PubMed 17185904
Referenced in: none
Automatically associated channels: Cav1.1 , Nav1.4
Title: Gene analysis of the calcium channel 1 subunit and clinical studies for two patients with hypokalemic periodic paralysis.
Authors: K Kageyama, K Terui, S Tsutaya, E Matsuda, M Shoji, S Sakihara, T Nigawara, S Takayasu, T Moriyama, M Yasujima, T Suda
Journal, date & volume: J. Endocrinol. Invest., 2006 Nov , 29, 928-33
PubMed link: http://www.ncbi.nlm.nih.gov/pubmed/17185904
Abstract
Hypokalemic periodic paralysis (HypoPP) is a skeletal muscle disorder in which episodic attacks of muscle weakness occur; they are associated with decreased serum potassium (K+) levels. Recent molecular approaches have clarified that the condition is caused by mutations in the skeletal muscle voltage-gated calcium channel 1 subunit (CACNA1S). We describe two unrelated patients with HypoPP, followed by their relevant clinical studies and gene analysis. Clinical studies included an oral glucose tolerance test (OGTT), food-loading and insulin tolerance tests (ITT). For Case 1, serum K+ levels were extremely decreased following insulin tolerance testing compared with levels for controls. These results support the hypothesis that no efflux of K+ ion occurs in patients because of low activity of adenosine triphosphate (ATP)-sensitive K+ channel (KATP) channels.
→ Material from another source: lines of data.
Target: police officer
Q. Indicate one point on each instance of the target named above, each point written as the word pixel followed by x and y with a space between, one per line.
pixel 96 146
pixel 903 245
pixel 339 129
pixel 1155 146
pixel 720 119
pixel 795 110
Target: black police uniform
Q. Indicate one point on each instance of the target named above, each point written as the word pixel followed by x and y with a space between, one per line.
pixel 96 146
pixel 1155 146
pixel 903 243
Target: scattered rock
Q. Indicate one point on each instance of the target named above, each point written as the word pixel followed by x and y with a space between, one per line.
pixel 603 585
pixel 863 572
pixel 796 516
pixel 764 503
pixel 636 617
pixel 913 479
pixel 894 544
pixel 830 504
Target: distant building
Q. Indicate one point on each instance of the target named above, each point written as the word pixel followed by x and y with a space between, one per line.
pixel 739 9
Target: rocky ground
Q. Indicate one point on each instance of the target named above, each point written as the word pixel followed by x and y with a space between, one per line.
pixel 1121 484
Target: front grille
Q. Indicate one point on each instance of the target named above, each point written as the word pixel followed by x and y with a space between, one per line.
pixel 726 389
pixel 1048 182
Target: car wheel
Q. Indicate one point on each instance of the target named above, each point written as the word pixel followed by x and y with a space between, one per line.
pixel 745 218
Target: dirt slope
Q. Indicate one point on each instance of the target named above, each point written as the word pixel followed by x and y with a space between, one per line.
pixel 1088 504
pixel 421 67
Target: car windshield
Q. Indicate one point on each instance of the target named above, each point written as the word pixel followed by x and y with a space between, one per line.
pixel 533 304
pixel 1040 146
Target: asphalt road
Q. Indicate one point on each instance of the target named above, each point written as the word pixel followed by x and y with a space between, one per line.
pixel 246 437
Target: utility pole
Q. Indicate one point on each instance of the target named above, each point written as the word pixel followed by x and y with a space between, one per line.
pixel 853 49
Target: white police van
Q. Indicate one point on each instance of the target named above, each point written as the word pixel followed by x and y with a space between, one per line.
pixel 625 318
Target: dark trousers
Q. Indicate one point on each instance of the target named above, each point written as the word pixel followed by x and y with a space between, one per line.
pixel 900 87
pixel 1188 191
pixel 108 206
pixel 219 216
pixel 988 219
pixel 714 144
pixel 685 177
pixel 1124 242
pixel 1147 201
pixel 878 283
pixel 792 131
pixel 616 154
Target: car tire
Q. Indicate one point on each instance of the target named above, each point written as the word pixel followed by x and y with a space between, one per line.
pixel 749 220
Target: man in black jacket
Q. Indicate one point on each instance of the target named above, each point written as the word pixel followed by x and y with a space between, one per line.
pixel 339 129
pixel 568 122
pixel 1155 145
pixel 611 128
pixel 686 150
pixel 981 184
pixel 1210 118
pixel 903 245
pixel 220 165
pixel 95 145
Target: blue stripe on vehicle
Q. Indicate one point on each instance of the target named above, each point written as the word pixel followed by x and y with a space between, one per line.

Mutational analysis of the CACNA1S gene showed a duplicate insertion of 14 base pairs (bp) from 52 to 65 in intron 26, present in the heterozygous state in both patients. No other mutations were detected in the CACNA1S gene, the muscle sodium channel gene (SCN4A) or the voltage-gated K+ channel gene (KCN3) of either patient. Further analysis showed that this duplicate insertion of 14 bp in intron 26 of the CACNA1S gene was found in 23.7% of healthy subjects. K+ dynamics studies are useful for confirming this syndrome, while further gene analysis for various ion channels using amplification and direct sequencing are required to evaluate the molecular basis of the disorder in the individual patient.